Поведение Джона можно было бы справедливо назвать «злодейским». Сначала он позвонил отцу, с которым не общался больше года, и ласковым голосом пригласил его в Титтерхерст на семейное торжество по случаю своего тридцатилетия. А когда Фредди прибыл с женой и восемнадцатимесячным сыном, их встретила симпатичная секретарша Джона Дайана Робертсон. Она попросила их подождать у подъезда, а сама якобы отправилась за дальнейшими указаниями. Фредди, который никогда еще здесь не бывал, огляделся по сторонам и почувствовал себя не в своей тарелке. Может быть, на него произвело впечатление зрелище разбитого автомобиля на бетонном пьедестале, а может быть, дело было в том, что старый дом напоминал, скорее, замок с привидениями. Но как бы то ни было, у него возникло впечатление, что дом этот похож на пышную усыпальницу.
Вернувшись, секретарша проводила Фредди и Полин с ребенком на кухню, где им снова пришлось ждать. Они присели за большой стол, а малыш принялся ползать вокруг. Фредди опять охватило то же неприятное ощущение, и он даже заметил, обращаясь к Полин: «Здесь пахнет злом!» В этот момент Джон и Иоко, точно две летучие мыши, неожиданно спустились на кухню по уходившей в потолок винтовой лестнице.

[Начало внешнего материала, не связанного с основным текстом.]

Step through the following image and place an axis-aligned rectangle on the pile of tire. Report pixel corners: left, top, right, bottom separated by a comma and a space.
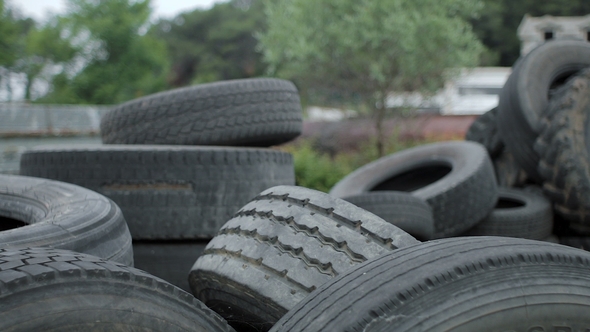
18, 78, 303, 292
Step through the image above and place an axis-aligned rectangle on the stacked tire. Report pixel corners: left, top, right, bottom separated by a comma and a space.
20, 78, 303, 292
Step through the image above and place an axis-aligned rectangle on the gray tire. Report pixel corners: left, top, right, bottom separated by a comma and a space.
189, 185, 418, 331
329, 141, 498, 238
342, 192, 434, 240
100, 78, 302, 147
0, 247, 234, 331
271, 237, 590, 332
19, 145, 295, 239
0, 174, 133, 266
465, 107, 503, 158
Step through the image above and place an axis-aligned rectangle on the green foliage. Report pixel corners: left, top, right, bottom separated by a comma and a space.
153, 0, 266, 87
0, 0, 19, 67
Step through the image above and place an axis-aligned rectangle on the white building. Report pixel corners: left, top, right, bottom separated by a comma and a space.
518, 14, 590, 55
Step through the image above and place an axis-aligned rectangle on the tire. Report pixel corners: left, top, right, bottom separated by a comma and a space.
100, 78, 302, 147
492, 149, 529, 187
497, 40, 590, 182
0, 247, 234, 331
19, 145, 295, 239
329, 141, 498, 238
0, 174, 133, 266
535, 68, 590, 233
342, 192, 434, 240
465, 107, 503, 158
133, 240, 208, 292
463, 187, 553, 240
270, 236, 590, 332
189, 185, 418, 331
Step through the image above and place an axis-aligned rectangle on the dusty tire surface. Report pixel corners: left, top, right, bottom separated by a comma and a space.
497, 40, 590, 182
342, 192, 434, 240
189, 185, 418, 331
463, 187, 553, 240
535, 69, 590, 233
270, 237, 590, 332
100, 78, 302, 147
19, 145, 295, 240
0, 174, 133, 266
465, 107, 503, 158
0, 247, 234, 331
329, 141, 498, 238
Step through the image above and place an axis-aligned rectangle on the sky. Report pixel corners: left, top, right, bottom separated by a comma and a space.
10, 0, 228, 21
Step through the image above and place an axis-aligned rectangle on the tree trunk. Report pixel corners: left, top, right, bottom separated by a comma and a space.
374, 93, 387, 157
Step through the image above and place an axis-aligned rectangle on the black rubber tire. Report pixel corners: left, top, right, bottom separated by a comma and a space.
342, 192, 434, 240
0, 247, 234, 331
535, 68, 590, 234
100, 78, 302, 147
329, 141, 498, 238
497, 40, 590, 182
465, 107, 503, 158
189, 185, 418, 332
133, 240, 208, 293
463, 187, 553, 240
270, 236, 590, 332
19, 145, 295, 240
0, 174, 133, 266
492, 148, 529, 187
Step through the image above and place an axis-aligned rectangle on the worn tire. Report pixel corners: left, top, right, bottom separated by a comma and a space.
342, 192, 434, 240
535, 68, 590, 233
0, 247, 234, 331
329, 141, 498, 238
271, 236, 590, 332
19, 145, 295, 240
0, 174, 133, 266
492, 148, 529, 187
100, 78, 302, 147
497, 40, 590, 182
189, 185, 418, 331
465, 107, 503, 158
463, 187, 553, 240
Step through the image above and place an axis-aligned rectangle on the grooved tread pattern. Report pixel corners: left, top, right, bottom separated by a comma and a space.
271, 237, 590, 332
535, 69, 590, 232
0, 247, 234, 331
19, 145, 295, 239
0, 174, 133, 266
463, 187, 553, 240
189, 185, 418, 330
100, 78, 303, 147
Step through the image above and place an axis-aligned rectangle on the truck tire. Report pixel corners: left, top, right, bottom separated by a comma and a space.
189, 185, 418, 331
0, 247, 234, 331
465, 107, 503, 158
0, 174, 133, 266
100, 78, 302, 147
19, 145, 295, 240
270, 236, 590, 332
329, 141, 498, 238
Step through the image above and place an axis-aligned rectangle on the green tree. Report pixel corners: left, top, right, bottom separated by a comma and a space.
259, 0, 483, 156
42, 0, 169, 104
153, 0, 266, 87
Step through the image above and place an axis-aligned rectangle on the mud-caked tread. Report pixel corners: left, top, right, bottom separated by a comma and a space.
329, 141, 498, 238
19, 145, 295, 240
100, 78, 303, 147
342, 192, 434, 240
497, 40, 590, 182
0, 247, 234, 331
535, 68, 590, 233
463, 187, 553, 240
189, 185, 418, 331
271, 236, 590, 332
465, 107, 504, 158
0, 174, 133, 266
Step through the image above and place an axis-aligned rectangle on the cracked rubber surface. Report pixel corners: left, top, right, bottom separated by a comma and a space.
0, 247, 234, 331
535, 69, 590, 233
189, 185, 418, 331
271, 237, 590, 332
100, 78, 302, 147
0, 174, 133, 266
329, 141, 498, 238
19, 145, 295, 240
463, 187, 553, 240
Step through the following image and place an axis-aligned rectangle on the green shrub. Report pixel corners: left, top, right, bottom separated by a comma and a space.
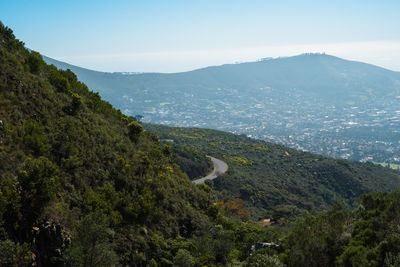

Джон выглядел мрачным, зрачки его покрасневших глаз были расширены. Он опустился на стул, зло уставился на отца и сразу зарычал: «Волнуешься? Давай, давай, тебе как раз пора начинать волноваться! Забирай свои хреновы страховые свидетельства — и убирайся к черту из моей жизни!» Последние слова вырвались из глотки Джона, словно сдерживаемый вопль. Затем, опустошенный, он рухнул на стул и затрясся всем телом.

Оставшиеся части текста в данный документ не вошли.